Ron Brownstein’s survey of today’s Bolton drama is very lucid and fair. He outlines the importance of Voinovich’s move, the angst in nearly every other political faction, and the willingness of the White House to do nearly anything to win.
TWN wants the White House to do nearly anything to win. In so doing, the White House loses.
Here is the opening to Brownstein’s insightful piece:
The tumultuous Senate Foreign Relations Committee vote to advance the nomination of John Bolton today distilled the polarizing political dynamics of George W. Bush’s presidency into a single illuminating day.

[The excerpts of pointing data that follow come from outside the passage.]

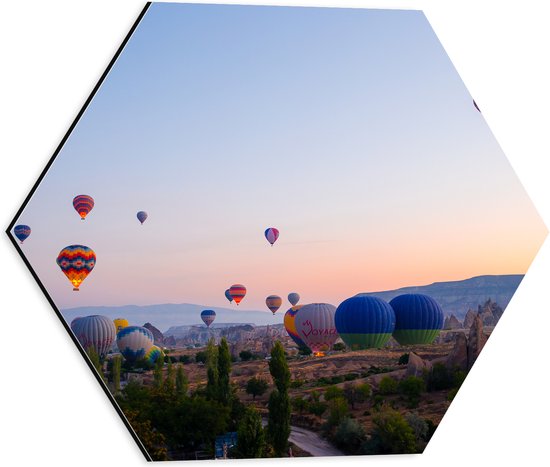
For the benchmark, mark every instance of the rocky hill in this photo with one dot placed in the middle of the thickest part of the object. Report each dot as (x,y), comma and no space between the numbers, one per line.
(457,297)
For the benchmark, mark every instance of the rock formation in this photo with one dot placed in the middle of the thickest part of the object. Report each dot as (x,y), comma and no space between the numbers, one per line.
(158,336)
(451,322)
(416,366)
(476,341)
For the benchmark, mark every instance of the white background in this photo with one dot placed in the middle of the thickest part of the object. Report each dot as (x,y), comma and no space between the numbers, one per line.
(52,410)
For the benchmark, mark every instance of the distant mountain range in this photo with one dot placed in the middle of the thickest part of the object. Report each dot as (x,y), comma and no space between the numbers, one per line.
(457,297)
(167,315)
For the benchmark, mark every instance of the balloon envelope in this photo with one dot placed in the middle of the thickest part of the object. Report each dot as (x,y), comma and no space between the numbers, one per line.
(364,322)
(94,331)
(418,319)
(153,354)
(315,326)
(293,298)
(76,262)
(271,234)
(290,325)
(141,215)
(273,302)
(208,316)
(134,342)
(83,205)
(228,295)
(22,232)
(120,323)
(237,292)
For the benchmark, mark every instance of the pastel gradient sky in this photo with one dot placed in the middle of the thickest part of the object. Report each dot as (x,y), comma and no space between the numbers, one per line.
(349,130)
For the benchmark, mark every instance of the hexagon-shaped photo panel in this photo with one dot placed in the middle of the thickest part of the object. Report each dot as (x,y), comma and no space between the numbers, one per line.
(279,231)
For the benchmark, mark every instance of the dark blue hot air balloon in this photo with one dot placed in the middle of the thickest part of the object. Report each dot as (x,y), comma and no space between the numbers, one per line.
(22,232)
(364,322)
(208,316)
(418,319)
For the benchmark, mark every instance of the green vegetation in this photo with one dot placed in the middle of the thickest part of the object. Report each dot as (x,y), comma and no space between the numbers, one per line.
(250,435)
(278,426)
(256,387)
(392,435)
(387,385)
(412,387)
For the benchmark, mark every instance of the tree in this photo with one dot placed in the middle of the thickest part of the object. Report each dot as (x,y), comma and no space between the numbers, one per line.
(333,392)
(278,425)
(392,435)
(412,387)
(115,372)
(212,370)
(349,436)
(256,387)
(250,435)
(246,355)
(224,370)
(387,385)
(182,382)
(338,410)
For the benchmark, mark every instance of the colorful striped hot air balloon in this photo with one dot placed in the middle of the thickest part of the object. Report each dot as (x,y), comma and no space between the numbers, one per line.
(83,205)
(315,326)
(271,234)
(120,323)
(364,322)
(22,232)
(273,302)
(208,316)
(141,215)
(94,331)
(237,292)
(228,295)
(293,298)
(76,262)
(290,325)
(153,354)
(134,342)
(418,319)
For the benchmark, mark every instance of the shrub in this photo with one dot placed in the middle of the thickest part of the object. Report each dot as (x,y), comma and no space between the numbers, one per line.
(333,392)
(349,436)
(412,387)
(387,385)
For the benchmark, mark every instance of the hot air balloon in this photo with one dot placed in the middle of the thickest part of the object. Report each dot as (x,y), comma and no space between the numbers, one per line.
(273,302)
(293,298)
(83,205)
(22,232)
(134,342)
(237,292)
(364,322)
(153,354)
(208,316)
(120,323)
(76,262)
(290,325)
(141,215)
(315,326)
(228,295)
(272,234)
(418,319)
(94,331)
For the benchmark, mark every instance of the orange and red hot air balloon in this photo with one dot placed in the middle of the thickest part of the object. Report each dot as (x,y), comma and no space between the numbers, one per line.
(76,262)
(83,204)
(237,292)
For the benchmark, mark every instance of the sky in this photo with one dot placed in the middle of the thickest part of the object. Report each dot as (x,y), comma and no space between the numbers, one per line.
(349,130)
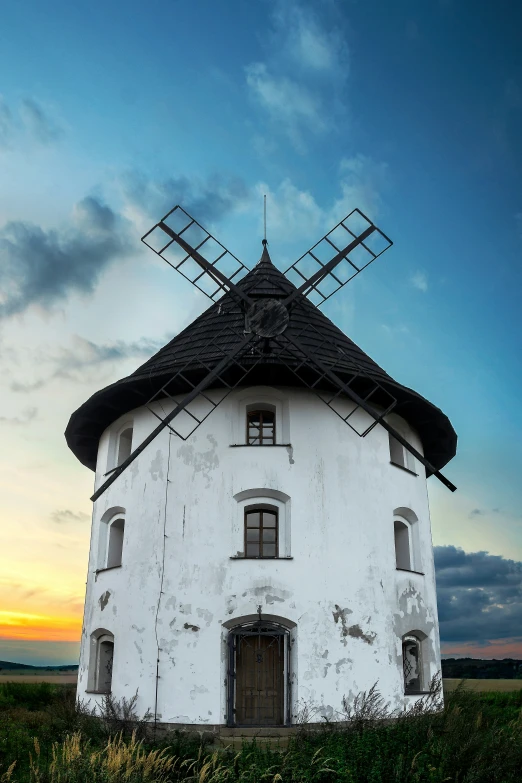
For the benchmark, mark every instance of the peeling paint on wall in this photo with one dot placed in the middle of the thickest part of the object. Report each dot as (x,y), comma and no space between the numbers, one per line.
(156,466)
(356,632)
(341,500)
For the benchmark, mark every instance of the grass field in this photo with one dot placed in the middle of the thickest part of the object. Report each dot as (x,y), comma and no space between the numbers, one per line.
(477,738)
(62,678)
(69,678)
(484,686)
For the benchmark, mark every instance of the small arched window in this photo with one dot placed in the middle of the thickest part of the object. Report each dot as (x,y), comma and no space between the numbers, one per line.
(399,455)
(402,545)
(102,656)
(412,664)
(115,542)
(124,446)
(110,539)
(261,531)
(261,427)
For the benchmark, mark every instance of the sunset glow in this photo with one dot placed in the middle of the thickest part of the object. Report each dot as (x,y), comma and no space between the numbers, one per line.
(109,118)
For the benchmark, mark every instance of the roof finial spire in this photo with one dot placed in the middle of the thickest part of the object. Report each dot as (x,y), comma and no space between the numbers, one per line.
(265,243)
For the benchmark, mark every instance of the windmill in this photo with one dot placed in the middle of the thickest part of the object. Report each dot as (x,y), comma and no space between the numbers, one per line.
(274,327)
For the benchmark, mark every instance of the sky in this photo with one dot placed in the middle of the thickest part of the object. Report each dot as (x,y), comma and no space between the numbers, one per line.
(111,113)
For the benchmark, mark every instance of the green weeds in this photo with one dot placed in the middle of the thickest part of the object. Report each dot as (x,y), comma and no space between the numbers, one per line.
(477,738)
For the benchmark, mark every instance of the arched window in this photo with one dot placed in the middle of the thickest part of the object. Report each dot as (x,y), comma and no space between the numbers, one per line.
(402,545)
(268,501)
(260,426)
(261,531)
(115,542)
(124,445)
(412,664)
(400,456)
(110,538)
(102,656)
(406,531)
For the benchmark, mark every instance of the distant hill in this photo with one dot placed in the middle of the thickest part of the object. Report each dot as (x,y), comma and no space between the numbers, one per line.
(481,669)
(11,666)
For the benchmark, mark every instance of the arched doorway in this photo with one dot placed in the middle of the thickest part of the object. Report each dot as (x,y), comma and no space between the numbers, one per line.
(258,674)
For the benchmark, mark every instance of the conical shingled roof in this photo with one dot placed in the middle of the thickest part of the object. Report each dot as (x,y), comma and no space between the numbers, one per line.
(205,342)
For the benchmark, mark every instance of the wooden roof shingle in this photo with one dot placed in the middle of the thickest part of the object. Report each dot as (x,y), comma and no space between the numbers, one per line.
(202,344)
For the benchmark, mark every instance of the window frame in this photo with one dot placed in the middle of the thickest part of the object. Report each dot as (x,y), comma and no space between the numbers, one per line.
(408,460)
(274,511)
(98,638)
(250,411)
(111,535)
(411,638)
(408,532)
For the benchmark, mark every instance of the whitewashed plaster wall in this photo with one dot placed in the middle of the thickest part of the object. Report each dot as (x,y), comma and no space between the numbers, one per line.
(179,582)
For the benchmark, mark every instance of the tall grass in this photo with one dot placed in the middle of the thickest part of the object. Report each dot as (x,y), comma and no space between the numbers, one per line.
(476,738)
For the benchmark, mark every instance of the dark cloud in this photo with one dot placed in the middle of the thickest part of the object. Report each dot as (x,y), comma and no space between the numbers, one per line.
(479,596)
(207,200)
(27,416)
(66,515)
(71,363)
(43,267)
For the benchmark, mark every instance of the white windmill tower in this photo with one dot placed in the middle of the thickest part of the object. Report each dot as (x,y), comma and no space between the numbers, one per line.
(268,555)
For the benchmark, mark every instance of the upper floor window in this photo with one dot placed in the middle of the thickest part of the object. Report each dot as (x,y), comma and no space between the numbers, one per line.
(402,545)
(115,543)
(110,539)
(124,445)
(412,664)
(399,455)
(261,427)
(261,532)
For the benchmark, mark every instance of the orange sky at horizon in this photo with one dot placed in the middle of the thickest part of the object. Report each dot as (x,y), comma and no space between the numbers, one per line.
(42,628)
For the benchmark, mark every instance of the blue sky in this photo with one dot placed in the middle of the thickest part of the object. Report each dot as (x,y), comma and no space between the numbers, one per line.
(111,113)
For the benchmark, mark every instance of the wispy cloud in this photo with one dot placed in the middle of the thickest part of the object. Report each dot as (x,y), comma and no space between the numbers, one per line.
(66,515)
(42,267)
(296,213)
(420,281)
(39,123)
(70,363)
(25,417)
(298,85)
(207,200)
(28,121)
(362,182)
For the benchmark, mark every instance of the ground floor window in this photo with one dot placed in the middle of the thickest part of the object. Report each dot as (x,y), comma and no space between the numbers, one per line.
(258,681)
(101,662)
(412,664)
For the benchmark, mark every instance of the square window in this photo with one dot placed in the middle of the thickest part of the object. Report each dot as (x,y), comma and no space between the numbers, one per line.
(261,533)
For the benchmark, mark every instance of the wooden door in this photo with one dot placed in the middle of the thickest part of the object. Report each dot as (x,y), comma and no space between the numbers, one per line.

Like so many of Bush’s initiatives, the nomination of the blustery Bolton as U.S. ambassador to the United Nations energized conservatives, outraged Democrats and squeezed moderates in both parties.
And as he has many times before, Bush won the legislative fight by the narrowest of margins — maintaining just enough support from Sen. George V. Voinovich of Ohio and other conflicted Republicans on the committee to overcome uniform Democratic opposition and move the nomination to the floor on a party-line vote.
In that way, the vote demonstrated again Bush’s willingness to live on the political edge — to accept achingly narrow margins in Congress and at the ballot box to pursue ambitious changes that sharply divide the country.
Bolton survived today in really bad shape.
And what the opponents got to his nomination was the same thing that they got at the last business meeting when the vote got delayed — time.
There will be more time to tell the entire story of John Bolton.
I want to reconnect with Bill Kristol who called on Senator Frist some time ago to allow unlimited debate on the floor of the Senate to debate John Bolton’s qualifications to serve in this role.
Let both sides lay it all out.
TWN embraced Kristol’s proposal then — and is ready to go with it now.
Senator Frist, Senator Reid — what say you?